Under the CAQ’s Liberal predecessors, the Quebec government changed the process for applying for a CSQ, instituting a new platform called Arrima, which matches a candidate’s job skills with available positions in the province. Applicants file an expression of interest with Arrima and are invited if they fit the province’s needs. Arrima replaced the first-come-first-served system that preceded it, says Fiorello.
She says a “multitude” of industries is currently experiencing labour shortages, especially the construction and food-service industries, with some restaurants cutting back on their hours of operation. Small and medium-sized businesses — especially outside of Montreal and Quebec City — are also lacking workers, says Fiorello.

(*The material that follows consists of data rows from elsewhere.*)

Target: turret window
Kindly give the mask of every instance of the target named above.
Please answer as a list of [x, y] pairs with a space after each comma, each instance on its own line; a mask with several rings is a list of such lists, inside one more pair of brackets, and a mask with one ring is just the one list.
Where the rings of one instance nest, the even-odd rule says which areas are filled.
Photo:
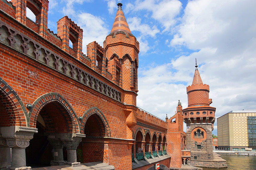
[[203, 138], [204, 133], [200, 129], [194, 132], [194, 138]]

The act also closed thousands of immigration applications still in the system because the government stopped processing claims when the legislation was tabled in February. The original aim was to close 18,000 files, says Cliche-Rivard. The Quebec Immigration Lawyers Association filed an injunction in the Superior Court against the decision to stop processing the claims, he says. The court forced Quebec to continue processing the outstanding claims until the bill became law, saving around 3,000 files.
Cliche-Rivard, who practises at Nguyen Tutunjian & Cliche-Rivard – Lawyers, SENC in Montreal, says the Quebec Immigration Lawyers Association and others were also able to force the government to process claims by those who were in Quebec when they filed — which was around 3,700 people — bringing the total claims eliminated down to around 12,000.
“It's still too much, but better than nothing,” he says.